Dour, 電通-controlled, family-centric Belgian Neocolonialism, enthusiastically jaded observations and occasional rants from the twisted mind of a privileged middle-class expatriate (from The Blogs Formerly Known As Sponge Bear and Kaminoge 物語)
*see disclaimer below
Follow by Email
Saturday, November 25, 2006
Japanese continued 日本語続いている
Some more examples of Japanese used on signs, this time from the "Little Europe" area (still looks pretty Taiwanese to me, however) in Taichung.
"Osyare" or "Oshare" お洒落, meaning "dressing up smartly (stylishly)". A good name for a clothing boutique, with the romanization ローマ字 adding a nice touch.
A local language school offering Chinese lessons "Chugokugo ressun" 中国語レッスン for students from Japan (why else would it be written in Japanese?)

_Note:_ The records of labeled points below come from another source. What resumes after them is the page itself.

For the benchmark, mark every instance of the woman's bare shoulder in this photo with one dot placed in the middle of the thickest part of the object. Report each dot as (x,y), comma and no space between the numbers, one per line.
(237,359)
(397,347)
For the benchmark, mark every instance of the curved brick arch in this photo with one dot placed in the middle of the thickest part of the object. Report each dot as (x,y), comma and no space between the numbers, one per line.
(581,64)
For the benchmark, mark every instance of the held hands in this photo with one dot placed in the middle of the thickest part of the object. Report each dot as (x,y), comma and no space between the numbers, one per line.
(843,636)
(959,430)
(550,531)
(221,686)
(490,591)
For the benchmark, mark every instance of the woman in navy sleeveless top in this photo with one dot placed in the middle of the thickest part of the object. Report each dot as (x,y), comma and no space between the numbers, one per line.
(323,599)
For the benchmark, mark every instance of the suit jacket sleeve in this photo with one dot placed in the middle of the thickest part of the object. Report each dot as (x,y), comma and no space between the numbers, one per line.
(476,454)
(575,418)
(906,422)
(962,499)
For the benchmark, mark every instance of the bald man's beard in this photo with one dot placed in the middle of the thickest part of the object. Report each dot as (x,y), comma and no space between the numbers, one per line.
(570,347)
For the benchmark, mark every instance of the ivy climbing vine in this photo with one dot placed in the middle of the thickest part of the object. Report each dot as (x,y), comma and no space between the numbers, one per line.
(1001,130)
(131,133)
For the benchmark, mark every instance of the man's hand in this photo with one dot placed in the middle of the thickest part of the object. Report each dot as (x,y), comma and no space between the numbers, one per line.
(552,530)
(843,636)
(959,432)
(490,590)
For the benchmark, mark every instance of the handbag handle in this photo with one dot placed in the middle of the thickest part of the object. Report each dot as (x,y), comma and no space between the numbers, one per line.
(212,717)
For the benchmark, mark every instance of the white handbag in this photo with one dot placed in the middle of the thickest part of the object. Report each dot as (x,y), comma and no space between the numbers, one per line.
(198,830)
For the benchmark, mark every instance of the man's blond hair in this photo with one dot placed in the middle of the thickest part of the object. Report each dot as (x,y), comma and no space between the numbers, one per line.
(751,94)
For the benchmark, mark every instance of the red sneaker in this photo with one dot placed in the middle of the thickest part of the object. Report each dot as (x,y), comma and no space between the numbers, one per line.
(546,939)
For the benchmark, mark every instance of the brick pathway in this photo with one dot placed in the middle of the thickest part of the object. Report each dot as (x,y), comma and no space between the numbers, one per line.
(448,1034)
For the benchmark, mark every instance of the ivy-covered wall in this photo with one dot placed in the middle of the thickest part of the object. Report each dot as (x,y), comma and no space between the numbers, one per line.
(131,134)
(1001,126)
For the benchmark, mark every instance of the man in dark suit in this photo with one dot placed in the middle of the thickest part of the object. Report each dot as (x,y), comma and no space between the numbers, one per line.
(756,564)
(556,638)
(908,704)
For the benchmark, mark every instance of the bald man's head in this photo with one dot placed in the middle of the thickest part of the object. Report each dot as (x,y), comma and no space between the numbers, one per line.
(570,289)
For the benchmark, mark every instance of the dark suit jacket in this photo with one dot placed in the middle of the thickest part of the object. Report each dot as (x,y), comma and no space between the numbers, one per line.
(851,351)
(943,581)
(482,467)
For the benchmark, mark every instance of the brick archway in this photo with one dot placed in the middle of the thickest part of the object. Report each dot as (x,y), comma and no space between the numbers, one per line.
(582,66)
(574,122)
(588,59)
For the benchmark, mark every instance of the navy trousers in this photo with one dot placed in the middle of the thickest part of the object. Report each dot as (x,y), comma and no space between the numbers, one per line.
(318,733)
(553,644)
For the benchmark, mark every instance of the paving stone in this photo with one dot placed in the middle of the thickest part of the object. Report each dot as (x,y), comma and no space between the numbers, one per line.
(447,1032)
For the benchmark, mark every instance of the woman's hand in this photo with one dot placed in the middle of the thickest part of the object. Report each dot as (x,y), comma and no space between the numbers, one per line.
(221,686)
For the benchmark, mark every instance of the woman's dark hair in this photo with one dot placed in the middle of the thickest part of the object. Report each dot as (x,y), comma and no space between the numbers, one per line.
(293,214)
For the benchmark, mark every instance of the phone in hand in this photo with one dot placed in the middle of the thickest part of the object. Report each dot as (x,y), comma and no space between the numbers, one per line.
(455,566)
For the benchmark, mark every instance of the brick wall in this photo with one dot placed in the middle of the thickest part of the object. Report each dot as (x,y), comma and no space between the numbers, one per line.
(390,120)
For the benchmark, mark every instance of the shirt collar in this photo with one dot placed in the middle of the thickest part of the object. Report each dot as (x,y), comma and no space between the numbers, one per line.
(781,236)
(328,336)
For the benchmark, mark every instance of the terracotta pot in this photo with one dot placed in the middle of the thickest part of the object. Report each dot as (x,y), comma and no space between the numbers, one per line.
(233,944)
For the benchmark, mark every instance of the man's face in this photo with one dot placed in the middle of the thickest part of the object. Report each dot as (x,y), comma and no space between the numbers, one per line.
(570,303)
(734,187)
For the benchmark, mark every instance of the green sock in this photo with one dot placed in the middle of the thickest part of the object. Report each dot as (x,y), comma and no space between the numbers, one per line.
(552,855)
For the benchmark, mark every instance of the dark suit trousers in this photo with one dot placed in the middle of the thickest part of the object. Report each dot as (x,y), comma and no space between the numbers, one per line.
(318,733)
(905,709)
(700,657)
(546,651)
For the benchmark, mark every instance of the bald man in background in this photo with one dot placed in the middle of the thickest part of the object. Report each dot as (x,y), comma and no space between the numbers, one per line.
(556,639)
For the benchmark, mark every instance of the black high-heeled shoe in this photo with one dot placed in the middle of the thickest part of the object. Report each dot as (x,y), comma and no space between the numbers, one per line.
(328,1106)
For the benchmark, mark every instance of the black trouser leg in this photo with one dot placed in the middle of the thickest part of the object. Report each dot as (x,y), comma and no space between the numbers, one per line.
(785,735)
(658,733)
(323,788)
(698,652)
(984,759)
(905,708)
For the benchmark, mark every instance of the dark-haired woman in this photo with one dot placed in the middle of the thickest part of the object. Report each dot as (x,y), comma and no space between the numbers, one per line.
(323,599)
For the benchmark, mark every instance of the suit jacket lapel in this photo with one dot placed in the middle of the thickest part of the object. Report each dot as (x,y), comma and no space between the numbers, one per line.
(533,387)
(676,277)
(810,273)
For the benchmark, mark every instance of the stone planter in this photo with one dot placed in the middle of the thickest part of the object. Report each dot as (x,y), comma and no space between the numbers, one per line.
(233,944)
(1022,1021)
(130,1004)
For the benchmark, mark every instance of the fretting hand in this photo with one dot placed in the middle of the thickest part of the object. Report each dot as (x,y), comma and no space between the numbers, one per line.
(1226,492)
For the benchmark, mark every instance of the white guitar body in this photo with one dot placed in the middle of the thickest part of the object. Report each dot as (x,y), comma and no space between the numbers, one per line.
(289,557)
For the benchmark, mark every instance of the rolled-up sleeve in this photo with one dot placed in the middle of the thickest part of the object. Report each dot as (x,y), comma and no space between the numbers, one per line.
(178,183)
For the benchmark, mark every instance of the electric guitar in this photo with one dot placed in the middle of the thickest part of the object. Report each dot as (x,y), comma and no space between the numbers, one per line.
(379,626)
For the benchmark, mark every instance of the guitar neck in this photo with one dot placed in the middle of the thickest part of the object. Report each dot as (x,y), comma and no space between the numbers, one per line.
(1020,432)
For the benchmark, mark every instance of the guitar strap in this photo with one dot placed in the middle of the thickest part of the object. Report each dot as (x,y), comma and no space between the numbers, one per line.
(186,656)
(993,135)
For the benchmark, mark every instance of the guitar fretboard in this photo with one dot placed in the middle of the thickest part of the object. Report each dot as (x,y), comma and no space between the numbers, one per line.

Akasaka Ramen 赤坂ラーメン. According to the words above the name, their ramen has the same taste you would find from noodles bought at street stalls - "Yatai no aji" 屋台の味. In Japan, ramen is thought of as being "Chinese noodles", but here in Taiwan "lamien" ("lamian") is considered to be Japanese.
These signs are from a "kaitenzushi" 回転寿司, a sushi restaurant where the dishes go round on conveyor belts. In this case, it's a "Super kaitenzushi" スーパー回転寿司 that features tuna, or "maguro" まぐろ. In front of the restaurant were banners advertising a "sushi festival" or "sushi matsuri" すし祭り, 50% off. After I took the second picture, an employee came running out to tell me (in good English) that I wasn't allowed to take photos there. I informed him that as the banners were out in a public space, I was well within my rights to take pictures. Then I realized that I was being Mr. American, loudly proclaiming my rights to one and all. So I switched tack, smiled, and explained that I was interested in how Japanese is used in advertising in Taiwan, and that I had friends in Japan who might be interested in seeing such signs. He seemed to understand, and though I was doing nothing wrong in the first place, a confrontation was averted, and harmony was maintained. And to think I almost passed the Foreign Service exam...
Next door is this Japanese restaurant
called "Fukufuku Tanuki" 福々狸, or the "Lucky Raccoon Dog". If you don't know what a raccoon dog is, go here http://en.wikipedia.org/wiki/Raccoon_dog. I saw one once in Nachi 那智 in Wakayama 和歌山県 while walking along a forest path. To see how tanuki are portrayed in Japanese folklore, check this out http://en.wikipedia.org/wiki/Tanuki
And then there was this sign for a cafe, offering "Mina's favorite sandwiches" ("Mina no daisukina sando" みなの大好きなサンド).
Finally, there's the name of this apartment building
OK, it's not in Japanese, but one could argue there is a Japanese connection with the old general. "I shall return...home after work every night".